Union govt proposes a ban on Zakir Naik's Islamic Research Foundation
The Law ministry has proposed a ban on salafist preacher Dr. Zakir Naik’s Islamic Research Foundation (IRF) under Unlawful Activities (Prevention) Act (UAPA), a move seen as an attempt by Modi government to corner the controversial leader accused of inspiring terrorists.
The Law Ministry has informed the Home Ministry that the IRF, founded by Zakir Naik in 1991, could be declared unlawful under the Unlawful Activities (Prevention) Act (UAPA).
Such a declaration would mean the prohibition of anyone from joining the foundation. It would also curb the rights of the Foundation to ask or raise donations and hold public meetings.
A UAPA ban lasts for 5 years, on completion of which the Foundation will go through a review.
Naik has been accused of cancelling his plans to return India after it emerged that one of the attacker in Dhaka seige was motvated by his speech.
His media adviser Aarif Malik defended the preacher on Sunday, saying no government agency has sent any notice or summons to Naik.
“Naik has no plans to return to India at least this year due to his prior engagements (abroad). But he has promised to cooperate in any probe by the government,” he told a leading daily.

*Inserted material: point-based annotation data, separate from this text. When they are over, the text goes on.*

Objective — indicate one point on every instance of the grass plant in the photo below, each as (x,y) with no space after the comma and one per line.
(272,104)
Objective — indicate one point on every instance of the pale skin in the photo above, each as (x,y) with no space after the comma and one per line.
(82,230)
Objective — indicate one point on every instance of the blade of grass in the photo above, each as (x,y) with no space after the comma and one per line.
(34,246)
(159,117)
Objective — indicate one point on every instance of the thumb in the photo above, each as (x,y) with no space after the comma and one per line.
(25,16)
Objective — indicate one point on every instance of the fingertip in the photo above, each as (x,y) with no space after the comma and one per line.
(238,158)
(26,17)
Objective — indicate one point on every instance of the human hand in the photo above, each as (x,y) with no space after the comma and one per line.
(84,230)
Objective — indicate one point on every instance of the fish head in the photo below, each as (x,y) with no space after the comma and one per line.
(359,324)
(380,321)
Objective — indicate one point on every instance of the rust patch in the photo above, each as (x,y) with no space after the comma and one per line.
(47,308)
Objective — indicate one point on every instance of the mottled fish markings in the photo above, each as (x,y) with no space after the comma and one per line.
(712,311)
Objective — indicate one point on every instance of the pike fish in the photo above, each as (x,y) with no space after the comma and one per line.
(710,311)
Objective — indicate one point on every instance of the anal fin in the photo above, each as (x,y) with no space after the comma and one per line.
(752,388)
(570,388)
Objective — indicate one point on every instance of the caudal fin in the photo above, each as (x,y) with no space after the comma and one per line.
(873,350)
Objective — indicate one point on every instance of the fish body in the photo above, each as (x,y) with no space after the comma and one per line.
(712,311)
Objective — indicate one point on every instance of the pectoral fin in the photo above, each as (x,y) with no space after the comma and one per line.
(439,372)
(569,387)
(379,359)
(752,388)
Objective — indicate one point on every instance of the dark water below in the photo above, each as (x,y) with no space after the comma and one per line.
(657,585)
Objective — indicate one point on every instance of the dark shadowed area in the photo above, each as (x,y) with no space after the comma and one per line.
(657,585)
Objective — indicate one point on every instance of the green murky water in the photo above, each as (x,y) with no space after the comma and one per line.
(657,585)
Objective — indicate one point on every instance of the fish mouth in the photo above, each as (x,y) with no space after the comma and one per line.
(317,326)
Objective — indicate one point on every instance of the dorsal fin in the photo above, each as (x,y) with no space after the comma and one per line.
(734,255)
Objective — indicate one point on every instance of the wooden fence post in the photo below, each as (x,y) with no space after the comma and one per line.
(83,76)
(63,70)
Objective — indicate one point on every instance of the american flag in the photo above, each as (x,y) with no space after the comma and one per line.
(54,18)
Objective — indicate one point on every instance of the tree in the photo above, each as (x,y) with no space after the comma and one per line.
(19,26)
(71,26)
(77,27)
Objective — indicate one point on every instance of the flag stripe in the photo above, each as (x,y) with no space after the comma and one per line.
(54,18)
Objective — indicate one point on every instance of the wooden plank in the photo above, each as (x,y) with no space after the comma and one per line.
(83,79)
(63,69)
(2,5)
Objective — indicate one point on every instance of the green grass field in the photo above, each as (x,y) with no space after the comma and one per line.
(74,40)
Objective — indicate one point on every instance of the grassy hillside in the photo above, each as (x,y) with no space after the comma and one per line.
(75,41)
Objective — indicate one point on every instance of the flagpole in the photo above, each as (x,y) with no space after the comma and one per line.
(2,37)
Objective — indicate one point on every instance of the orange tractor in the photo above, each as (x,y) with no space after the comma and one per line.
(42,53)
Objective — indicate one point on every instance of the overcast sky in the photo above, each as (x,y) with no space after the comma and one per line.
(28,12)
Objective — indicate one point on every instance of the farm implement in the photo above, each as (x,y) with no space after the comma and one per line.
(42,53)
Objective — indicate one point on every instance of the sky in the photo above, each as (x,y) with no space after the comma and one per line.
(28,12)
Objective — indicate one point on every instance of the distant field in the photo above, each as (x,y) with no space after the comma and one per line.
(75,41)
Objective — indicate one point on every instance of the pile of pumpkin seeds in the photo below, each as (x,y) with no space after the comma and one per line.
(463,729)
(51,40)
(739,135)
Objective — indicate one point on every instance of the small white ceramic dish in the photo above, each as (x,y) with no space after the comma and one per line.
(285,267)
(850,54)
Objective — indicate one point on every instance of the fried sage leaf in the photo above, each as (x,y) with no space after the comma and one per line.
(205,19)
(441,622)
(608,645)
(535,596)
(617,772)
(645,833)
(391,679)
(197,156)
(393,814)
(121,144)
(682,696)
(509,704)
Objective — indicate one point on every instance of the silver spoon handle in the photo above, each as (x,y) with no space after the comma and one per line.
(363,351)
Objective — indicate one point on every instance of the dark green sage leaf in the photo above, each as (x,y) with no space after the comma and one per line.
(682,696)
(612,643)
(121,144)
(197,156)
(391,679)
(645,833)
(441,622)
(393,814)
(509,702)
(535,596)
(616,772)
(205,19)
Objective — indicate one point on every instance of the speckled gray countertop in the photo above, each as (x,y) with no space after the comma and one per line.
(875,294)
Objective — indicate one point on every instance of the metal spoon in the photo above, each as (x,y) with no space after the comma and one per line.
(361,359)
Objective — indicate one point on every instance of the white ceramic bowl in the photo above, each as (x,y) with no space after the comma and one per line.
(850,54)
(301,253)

Bangladesh has banned Naik’s Peace TV, saying it incited the attack on a Dhaka café in which 22 people were gunned down.
Other terror suspects who were reportedly fans of Naik include Afghan-American Najibulla Zazi, who was arrested in 2009 for an alleged conspiracy to bomb the New York subway, Dr Kafeel Ahmed who stormed Glasgow airport in an explosives-laden car in 2007, and Mumbai’s Rahil Sheikh, arrested for the 7/11 serial train blasts.
Naik, a popular but controversial Islamic orator and founder of Mumbai-based Islamic Research Foundation, is banned in UK and Canada for his hate speech aimed against other religions. He is among 16 banned Islamic scholars in Malaysia. He is wildly popular in Bangladesh through his Peace TV although his preaching often demeans other religions and even other Muslim sects, the report said.